未成年者が相続する際に代理人として責任を負う人を選ぶため、家裁に申立をするわけです。
普通なら親族にお願いしたりするのですが、何しろああいう人たちですから任せる訳にはいきません。
ですので私は、信頼出来る2人にお願いをした訳です。
そしてその申立に必要な書類の中に、固定資産評価証明書、というのがありました。

この書類は本人、若しくは同居の親族でなければ申請することが出来ません。
代理人が申請する場合、本人の委任状が必要となります。
なので、長女に委任状が必要である旨を説明し、その委任状を何に使うのかを説明した上で、署名捺印をお願いした訳です。

その手紙が実家に届き、長女からメールが着ました。
そのメールがこれです。


『手紙見ました。ばあちゃんが印鑑証明はいらないの?って。』


委任状への捺印は、三文印で十分です。
ですが、ちょっと待ってください。
おかしいと思いませんか?
何で印鑑証明とれるの? まさかと思うけど、勝手に登録してるとかでは……。

と思ったので、聞いてみました。


『丸いやつなら登録してあるらしいです』


印鑑登録は基本的に本人でなければ出来ません。
委任状があれば代理人が代行出来ますが、それには自筆で署名捺印しなくてはならないのです。

何で印鑑登録がしてあるのでしょうか。
しかも長女はどうも、書類を色々書いたらしく、よく覚えていないと言います。


つまり、こういうことですよね。

○ 長女の印鑑を作り、勝手に登録し、その印鑑で土地の相続から売買までを行おうとした。
○ ところが相続には親権者の同意と署名捺印が必要であり、しかもおれの実印と印鑑証明がなければ売買が出来なかった。
○ だから仕方なくこちらに打診してきた。


多分、これ、悪意がないんでしょうねえ。
だからたちが悪い。
それが当然の権利で当たり前だと思ってるからこそ、ここまでのことをやってしまうんだと思います。
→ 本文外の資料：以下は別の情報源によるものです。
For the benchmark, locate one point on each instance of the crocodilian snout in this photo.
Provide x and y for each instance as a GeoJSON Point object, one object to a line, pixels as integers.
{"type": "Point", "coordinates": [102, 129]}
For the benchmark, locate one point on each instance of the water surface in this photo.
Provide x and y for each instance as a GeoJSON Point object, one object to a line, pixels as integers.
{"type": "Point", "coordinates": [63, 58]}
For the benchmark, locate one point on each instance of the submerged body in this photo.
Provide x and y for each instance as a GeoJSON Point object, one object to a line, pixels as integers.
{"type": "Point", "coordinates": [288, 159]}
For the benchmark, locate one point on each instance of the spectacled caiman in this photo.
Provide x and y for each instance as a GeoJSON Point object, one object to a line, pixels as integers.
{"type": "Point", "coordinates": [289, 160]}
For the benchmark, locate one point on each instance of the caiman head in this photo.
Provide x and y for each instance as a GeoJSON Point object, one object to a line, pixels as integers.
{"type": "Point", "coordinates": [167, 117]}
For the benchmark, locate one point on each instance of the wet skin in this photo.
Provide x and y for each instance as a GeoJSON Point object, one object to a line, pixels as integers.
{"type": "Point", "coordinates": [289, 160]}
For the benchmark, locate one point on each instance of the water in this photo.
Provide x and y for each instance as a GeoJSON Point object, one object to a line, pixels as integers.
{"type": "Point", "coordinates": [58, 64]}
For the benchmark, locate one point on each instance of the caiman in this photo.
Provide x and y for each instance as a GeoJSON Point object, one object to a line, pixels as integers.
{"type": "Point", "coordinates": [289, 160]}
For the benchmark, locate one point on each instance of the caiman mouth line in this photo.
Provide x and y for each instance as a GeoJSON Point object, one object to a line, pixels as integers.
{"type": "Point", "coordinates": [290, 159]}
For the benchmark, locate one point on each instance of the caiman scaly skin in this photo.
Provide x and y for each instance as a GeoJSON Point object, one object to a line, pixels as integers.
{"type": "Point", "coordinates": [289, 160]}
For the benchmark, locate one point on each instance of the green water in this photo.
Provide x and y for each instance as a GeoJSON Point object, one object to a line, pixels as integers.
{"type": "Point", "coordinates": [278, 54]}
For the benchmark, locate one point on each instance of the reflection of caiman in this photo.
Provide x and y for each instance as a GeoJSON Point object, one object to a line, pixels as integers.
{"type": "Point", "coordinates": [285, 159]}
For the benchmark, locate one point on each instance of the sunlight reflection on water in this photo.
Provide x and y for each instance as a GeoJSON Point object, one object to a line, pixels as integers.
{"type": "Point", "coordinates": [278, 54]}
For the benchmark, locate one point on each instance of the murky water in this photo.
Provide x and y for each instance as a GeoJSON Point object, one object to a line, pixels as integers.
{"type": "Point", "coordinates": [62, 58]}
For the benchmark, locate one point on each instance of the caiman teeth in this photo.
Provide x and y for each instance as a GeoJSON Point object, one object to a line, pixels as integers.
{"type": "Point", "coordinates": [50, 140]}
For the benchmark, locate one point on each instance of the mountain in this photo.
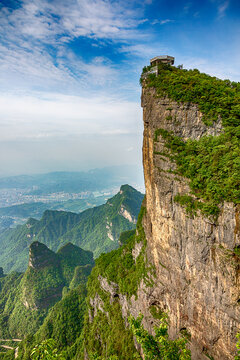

長女には、訳の判らない書類にはもう絶対にサインしたり捺印したりしないように、と忠告しておきました。
そして判らない場合はこっちに訊くように、とも言っておきました。

一応……というか、本当はしてはいけないことなんですよ、これ。
血縁関係にあっても、です。
実印は作り直してありますから、後々、本人が印鑑登録を正式に行うことになるでしょう。